Do the research and find out which companies have a good history with doling on long-term returns. Don’t try to predict the market yourself, trust the reputation of the stocks. And also, don’t back out if it doesn’t seem like a particular investment is working.

If you’ve been thorough and picked the right shares, the ROI will come. It won’t ever happen overnight but history doesn’t lie. Check out this list of quotes from Warren Buffet that covers smart investing if you want some more inspiration

Also, you should consider looking for stocks that pay out dividends. These are consistent shares of the company’s overall profit for investors, regardless of how well the stock itself is doing. Basically guaranteed income. 

  1.   Don’t Impulse Buy

Nothing will eat away at your finances faster than impulsive spending. When you’re young and don’t have too much responsibility, it’s kind of fine to spend your money on a whim. 

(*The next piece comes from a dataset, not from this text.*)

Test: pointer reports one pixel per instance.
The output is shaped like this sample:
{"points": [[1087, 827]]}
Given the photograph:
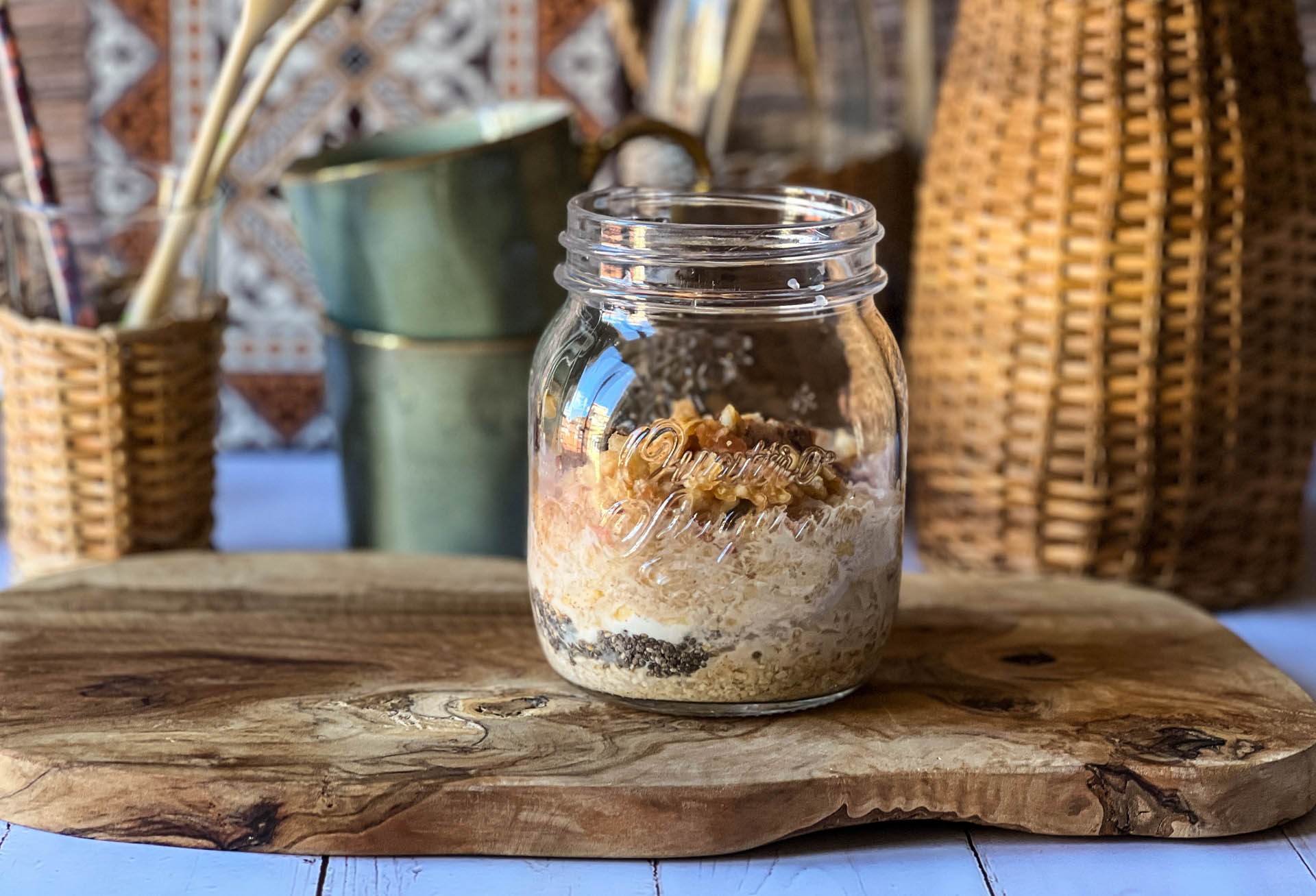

If your friends have decided to take an impromptu skiing trip, and your leisure fund doesn’t cover it, then don’t go. Simple as that. And if you see a new suit that you think would look great on you but it costs you three times the amount you should be spending on clothes, forget it.

This isn’t going to be easy. Money is for spending, but we also need it to survive, and being careless with money has put so many people into financial disrepair. Don’t let yourself be one of those people. 

Being out on your own financially for the first time is going to be scary and probably stressful, but you can prepare yourself for it. Being smart and careful with your money is one of the most valuable skills that you can learn, so be sure to get it done as early as you can.